Now imagine you are studying the evolution of foraminifera. You take one sample from your sediment core every thousand years, over several million years. Then, looking down a microscope at all the fossil foraminifera shells in each sample you can slowly see species starting to change. Some get smaller, some get bigger, some change shape. And gradually, you see new forms emerging.

Evolutionary stages in an Eocene (~50 millions years old) foraminifera species. Note the gradual development of spikes at the shell edges. (Source: Pearson & Coxall 2014)

By measuring every single individual, we have been able to find many previously unknown evolutionary patterns. For example, several independent studies from Cardiff, Stockholm and the US have shown that the speed of evolutionary processes varies: times with hardly any action are followed by intervals of gradual or even rapid change. It was also shown that both climate and competition between species strongly influence evolution, but in different ways: extinctions are mainly caused by climate change, whereas the origination of new species depends mostly on factors such as competition and predation.

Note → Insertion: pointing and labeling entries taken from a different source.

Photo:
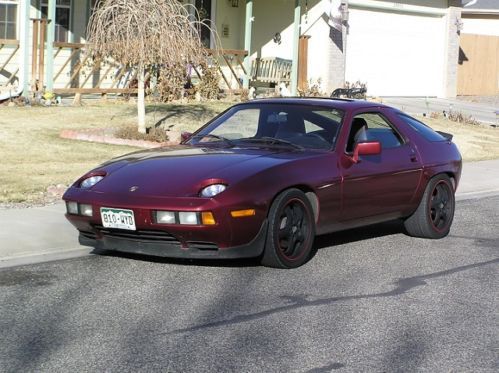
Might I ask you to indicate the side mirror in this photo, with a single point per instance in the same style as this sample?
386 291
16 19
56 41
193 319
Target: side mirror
184 136
366 148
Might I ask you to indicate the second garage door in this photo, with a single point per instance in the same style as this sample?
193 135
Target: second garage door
396 54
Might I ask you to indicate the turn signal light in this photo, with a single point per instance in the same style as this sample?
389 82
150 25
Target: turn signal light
207 218
243 213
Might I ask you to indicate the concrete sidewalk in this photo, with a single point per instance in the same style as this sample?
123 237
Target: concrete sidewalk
483 112
39 234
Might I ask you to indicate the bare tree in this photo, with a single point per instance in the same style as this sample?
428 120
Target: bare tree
143 33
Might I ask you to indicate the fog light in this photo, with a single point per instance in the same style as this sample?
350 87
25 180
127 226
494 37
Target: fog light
72 208
243 213
165 217
86 210
207 218
188 218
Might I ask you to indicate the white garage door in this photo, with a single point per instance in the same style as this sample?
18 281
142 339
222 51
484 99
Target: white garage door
396 54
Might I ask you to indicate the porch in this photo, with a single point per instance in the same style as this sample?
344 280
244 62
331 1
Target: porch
47 50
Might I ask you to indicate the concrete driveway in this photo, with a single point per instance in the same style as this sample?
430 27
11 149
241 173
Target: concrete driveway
483 112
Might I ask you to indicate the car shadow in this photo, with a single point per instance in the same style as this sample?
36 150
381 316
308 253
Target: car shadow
321 242
359 234
208 262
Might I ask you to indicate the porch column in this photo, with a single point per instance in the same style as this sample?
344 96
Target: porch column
24 39
296 41
49 77
247 42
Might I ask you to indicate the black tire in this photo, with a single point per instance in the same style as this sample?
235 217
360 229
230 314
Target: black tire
291 231
434 215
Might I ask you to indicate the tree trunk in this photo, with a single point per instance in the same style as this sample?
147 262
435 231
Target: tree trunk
141 105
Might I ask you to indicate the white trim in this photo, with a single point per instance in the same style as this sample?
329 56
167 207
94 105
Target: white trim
397 7
494 12
44 3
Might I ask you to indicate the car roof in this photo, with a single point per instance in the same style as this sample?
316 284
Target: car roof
338 103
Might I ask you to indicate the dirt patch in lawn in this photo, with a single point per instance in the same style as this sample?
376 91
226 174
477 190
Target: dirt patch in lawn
37 165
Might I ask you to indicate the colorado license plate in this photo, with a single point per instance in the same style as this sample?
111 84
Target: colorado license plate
117 218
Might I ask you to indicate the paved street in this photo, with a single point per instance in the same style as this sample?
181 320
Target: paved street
372 300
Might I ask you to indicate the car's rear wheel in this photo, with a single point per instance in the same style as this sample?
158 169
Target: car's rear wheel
291 231
434 215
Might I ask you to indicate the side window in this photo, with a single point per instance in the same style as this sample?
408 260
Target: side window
373 127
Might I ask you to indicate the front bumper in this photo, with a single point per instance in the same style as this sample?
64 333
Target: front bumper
164 245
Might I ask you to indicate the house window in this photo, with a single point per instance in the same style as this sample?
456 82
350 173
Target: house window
62 18
204 13
8 19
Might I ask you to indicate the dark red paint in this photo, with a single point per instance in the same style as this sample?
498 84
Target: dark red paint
346 190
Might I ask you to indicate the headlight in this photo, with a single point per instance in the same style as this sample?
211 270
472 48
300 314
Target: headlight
72 207
90 181
213 190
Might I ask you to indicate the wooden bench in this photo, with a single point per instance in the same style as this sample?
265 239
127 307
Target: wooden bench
270 71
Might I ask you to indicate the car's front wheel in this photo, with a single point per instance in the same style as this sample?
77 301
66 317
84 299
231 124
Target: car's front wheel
434 215
291 231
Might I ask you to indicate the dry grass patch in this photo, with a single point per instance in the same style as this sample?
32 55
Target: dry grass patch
475 142
34 157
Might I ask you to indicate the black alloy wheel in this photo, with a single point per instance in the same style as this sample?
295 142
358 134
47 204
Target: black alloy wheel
291 231
435 213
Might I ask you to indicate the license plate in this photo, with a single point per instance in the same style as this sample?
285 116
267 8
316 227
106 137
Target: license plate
117 218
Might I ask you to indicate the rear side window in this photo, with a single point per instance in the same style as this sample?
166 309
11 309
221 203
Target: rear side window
376 128
422 128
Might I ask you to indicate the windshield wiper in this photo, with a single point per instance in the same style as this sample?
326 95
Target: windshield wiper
266 140
212 136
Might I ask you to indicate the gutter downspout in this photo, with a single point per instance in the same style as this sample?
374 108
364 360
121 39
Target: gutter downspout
296 41
247 42
22 87
49 70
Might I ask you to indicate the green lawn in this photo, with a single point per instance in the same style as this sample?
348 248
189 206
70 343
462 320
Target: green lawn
34 157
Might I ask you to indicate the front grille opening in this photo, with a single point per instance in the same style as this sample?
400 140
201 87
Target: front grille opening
206 246
139 235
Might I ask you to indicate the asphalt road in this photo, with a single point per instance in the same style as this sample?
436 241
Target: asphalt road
372 300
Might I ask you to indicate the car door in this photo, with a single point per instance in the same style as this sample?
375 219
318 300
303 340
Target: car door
382 185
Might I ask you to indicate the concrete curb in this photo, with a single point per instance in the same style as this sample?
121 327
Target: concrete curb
30 258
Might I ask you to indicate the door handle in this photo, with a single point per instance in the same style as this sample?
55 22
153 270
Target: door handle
413 156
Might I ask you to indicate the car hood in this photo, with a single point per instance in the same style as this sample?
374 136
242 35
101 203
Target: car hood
183 170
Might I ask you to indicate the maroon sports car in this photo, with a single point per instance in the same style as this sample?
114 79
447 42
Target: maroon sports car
265 177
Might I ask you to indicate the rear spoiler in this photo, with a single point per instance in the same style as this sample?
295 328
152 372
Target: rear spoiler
448 136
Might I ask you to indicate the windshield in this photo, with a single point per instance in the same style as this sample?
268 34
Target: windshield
273 125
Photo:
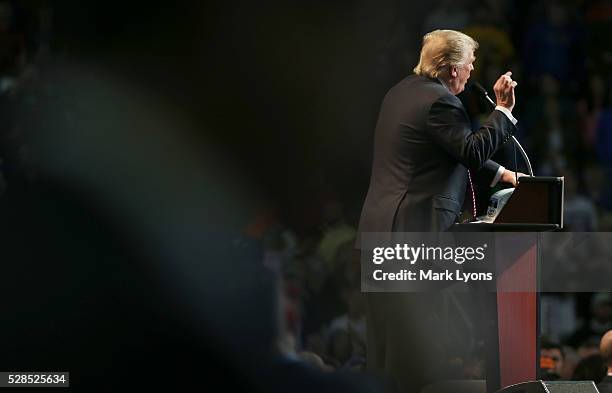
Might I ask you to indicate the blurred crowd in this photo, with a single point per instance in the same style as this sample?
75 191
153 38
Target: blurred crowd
560 53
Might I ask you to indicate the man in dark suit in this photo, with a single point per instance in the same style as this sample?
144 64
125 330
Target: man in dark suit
605 349
423 149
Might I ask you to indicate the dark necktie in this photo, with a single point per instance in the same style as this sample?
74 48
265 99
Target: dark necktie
473 193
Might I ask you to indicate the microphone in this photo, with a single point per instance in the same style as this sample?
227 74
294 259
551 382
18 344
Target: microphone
485 94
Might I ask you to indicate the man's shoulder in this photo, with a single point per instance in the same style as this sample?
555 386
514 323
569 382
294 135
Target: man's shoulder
420 87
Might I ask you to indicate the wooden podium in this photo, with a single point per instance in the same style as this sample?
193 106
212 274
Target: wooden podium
512 314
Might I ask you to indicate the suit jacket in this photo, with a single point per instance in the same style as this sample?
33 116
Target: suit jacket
423 144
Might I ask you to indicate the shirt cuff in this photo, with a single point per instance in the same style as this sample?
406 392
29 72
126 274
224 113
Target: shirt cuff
500 171
506 112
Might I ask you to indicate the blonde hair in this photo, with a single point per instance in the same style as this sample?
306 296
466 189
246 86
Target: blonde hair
443 48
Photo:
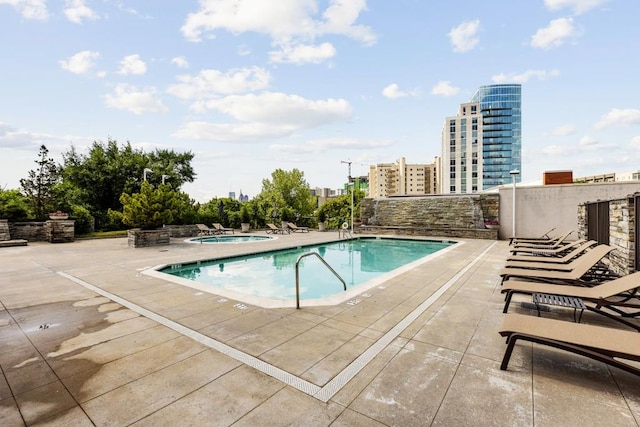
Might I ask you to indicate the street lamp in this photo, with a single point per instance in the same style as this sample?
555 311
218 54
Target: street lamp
514 173
352 190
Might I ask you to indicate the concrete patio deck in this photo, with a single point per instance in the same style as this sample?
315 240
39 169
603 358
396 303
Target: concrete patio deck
87 339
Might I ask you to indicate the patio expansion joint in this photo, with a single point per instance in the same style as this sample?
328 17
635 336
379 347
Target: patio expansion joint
323 394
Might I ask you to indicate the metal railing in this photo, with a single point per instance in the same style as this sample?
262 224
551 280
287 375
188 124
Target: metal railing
298 275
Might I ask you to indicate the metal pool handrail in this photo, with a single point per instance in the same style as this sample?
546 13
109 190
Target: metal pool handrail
298 275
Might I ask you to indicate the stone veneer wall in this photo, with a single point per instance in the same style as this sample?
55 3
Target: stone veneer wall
450 215
144 238
621 234
189 230
4 230
52 231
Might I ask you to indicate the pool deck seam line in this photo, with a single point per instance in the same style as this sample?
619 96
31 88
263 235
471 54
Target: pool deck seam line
321 393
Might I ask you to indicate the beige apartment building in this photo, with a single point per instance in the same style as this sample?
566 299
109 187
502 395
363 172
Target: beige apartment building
401 179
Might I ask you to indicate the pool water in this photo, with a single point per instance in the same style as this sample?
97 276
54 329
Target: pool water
228 239
272 274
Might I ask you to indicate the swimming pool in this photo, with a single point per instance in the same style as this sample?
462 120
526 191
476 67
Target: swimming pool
268 279
228 239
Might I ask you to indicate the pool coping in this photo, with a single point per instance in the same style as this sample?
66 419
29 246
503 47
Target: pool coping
270 302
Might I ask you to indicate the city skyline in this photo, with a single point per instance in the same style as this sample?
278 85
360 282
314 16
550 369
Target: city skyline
309 84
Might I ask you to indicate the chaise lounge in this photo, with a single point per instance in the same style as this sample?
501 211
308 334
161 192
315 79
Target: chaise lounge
220 229
607 345
273 229
586 263
556 258
295 228
620 296
203 230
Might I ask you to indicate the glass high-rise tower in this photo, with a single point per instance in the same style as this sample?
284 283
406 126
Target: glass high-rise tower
500 108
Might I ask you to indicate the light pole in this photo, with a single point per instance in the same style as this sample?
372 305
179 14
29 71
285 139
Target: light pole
348 182
514 173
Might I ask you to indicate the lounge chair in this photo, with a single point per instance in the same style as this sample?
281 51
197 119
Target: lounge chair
295 228
571 260
543 237
544 244
560 250
220 229
203 230
607 345
555 258
273 229
620 296
585 264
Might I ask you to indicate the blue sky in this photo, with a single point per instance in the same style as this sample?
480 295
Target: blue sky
250 86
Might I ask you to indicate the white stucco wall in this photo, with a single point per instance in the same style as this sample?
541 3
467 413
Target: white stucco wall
543 207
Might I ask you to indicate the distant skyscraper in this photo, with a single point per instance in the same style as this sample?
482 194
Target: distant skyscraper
482 144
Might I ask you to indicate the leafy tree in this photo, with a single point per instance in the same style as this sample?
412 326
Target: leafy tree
289 193
98 179
39 186
13 205
338 209
150 208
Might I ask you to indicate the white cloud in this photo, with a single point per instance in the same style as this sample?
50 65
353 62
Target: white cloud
578 6
301 54
243 50
76 11
444 88
129 98
132 65
619 116
463 37
554 34
29 9
556 150
180 62
283 20
322 145
268 115
282 109
525 77
80 63
588 142
564 130
393 92
210 83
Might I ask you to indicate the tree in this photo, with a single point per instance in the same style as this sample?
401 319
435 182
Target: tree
150 208
39 186
288 193
98 179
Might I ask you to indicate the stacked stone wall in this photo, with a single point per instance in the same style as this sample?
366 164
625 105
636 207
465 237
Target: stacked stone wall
5 235
622 219
449 216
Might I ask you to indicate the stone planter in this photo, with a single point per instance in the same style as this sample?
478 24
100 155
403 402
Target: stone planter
139 238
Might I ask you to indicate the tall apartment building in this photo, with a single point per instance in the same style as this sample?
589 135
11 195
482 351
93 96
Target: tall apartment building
400 179
481 145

Of course, many questions still remain. We don’t know how well these single-celled creatures represent the evolution of more complex plants and animals. However, the processes causing mutations in DNA, which are the basis for natural selection to act on, are likely similar across all living things. Even though we might never know exactly how dinosaurs grew feathers, or why blue whales got so big, we do understand more about the underlying evolutionary processes. And eventually, this will lead us to a better understanding of the processes shaping life on Earth.